The creation of the loss and damage fund is just the first step, many details still need to be ironed out. Questions such as the funds structure, who will contribute, how much will be paid, who will manage it, and who will be eligible to receive funds will be addressed by a 24-member Transitional Committee. This committee is tasked with submitting a proposal by COP28 in December 2023, and it is also when the fund is expected to become operational. However, the establishment of the fund does not guarantee the delivery of the promised $100 billion in annual climate funding from developed countries, as the lack of progress on meeting this pledge at COP27 illustrates. For the loss and damage fund to be effective, it must be guided by the principle of rectifying historical injustices.

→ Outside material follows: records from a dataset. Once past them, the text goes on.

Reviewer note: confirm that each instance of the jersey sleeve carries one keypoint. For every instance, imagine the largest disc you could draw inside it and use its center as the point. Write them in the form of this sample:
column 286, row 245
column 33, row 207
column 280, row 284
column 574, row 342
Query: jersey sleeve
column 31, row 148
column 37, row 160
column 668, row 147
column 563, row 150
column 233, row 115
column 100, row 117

This means that the fund should prioritize compensation for countries and communities that have been disproportionately impacted by climate change due to the actions of developed countries, and ensure that the financial and technical assistance provided is sufficient to address the needs of those most affected.

In addition to being motivated by the principle of rectifying historical injustices, the loss and damage fund must also consider the scale of finance needed and the speed at which it can be delivered. It is important that the fund is able to provide adequate and timely financial assistance to countries and communities affected by climate change, as well as ensuring that the resources provided are sufficient to address the needs of those most affected. Without sufficient and timely funding, the fund will not be able to effectively support adaptation and loss and damage efforts in developing countries. Existing climate finance institutions such as the Green Climate Fund and the Adaptation Fund often have complex application processes and take a long time to distribute funds, which can make it difficult for them to reach local communities and the most vulnerable people. For this reason, a loss and damage fund should focus on delivering support directly to communities in need, with a simpler and faster disbursement process. This will help ensure that funds reach those who need them the most in a timely manner. The fund should also ensure that the local communities and the most vulnerable have an active participation in the design, implementation and monitoring of the fund. The Bretton Woods Conference in 1944 established the International Monetary Fund (IMF) and the World Bank, which provide financial assistance to countries for economic development and poverty reduction. Now, nearly 80 years later, it is possible for a group of countries to create a new climate finance institution that can provide trillions of dollars to finance a transition to a green economy. This new institution could help rebuild trust in multilateralism by providing the necessary financial resources to address the urgent need for climate action. Such an institution should be designed with the participation of developing countries and should ensure that the financial resources are directed to the most vulnerable communities, and those who are least responsible for climate change.

The challenge is to make progress on reforms by the end of the year, by threading them through high-level meetings such as the G7, G20 and COP28 UAE. COP27 showed us how vulnerable countries can shape the conversation and guide us towards a solution. Their successful advocacy for funding for loss and damage is not a coincidence, but a sign of the future of a post-colonial international system. It is important that the efforts to address climate change are inclusive, equitable and guided by the principle of rectifying historical injustices. This requires a fair distribution of the burden and benefits of climate action, with developed countries taking the lead in providing the necessary financial and technical support to developing countries.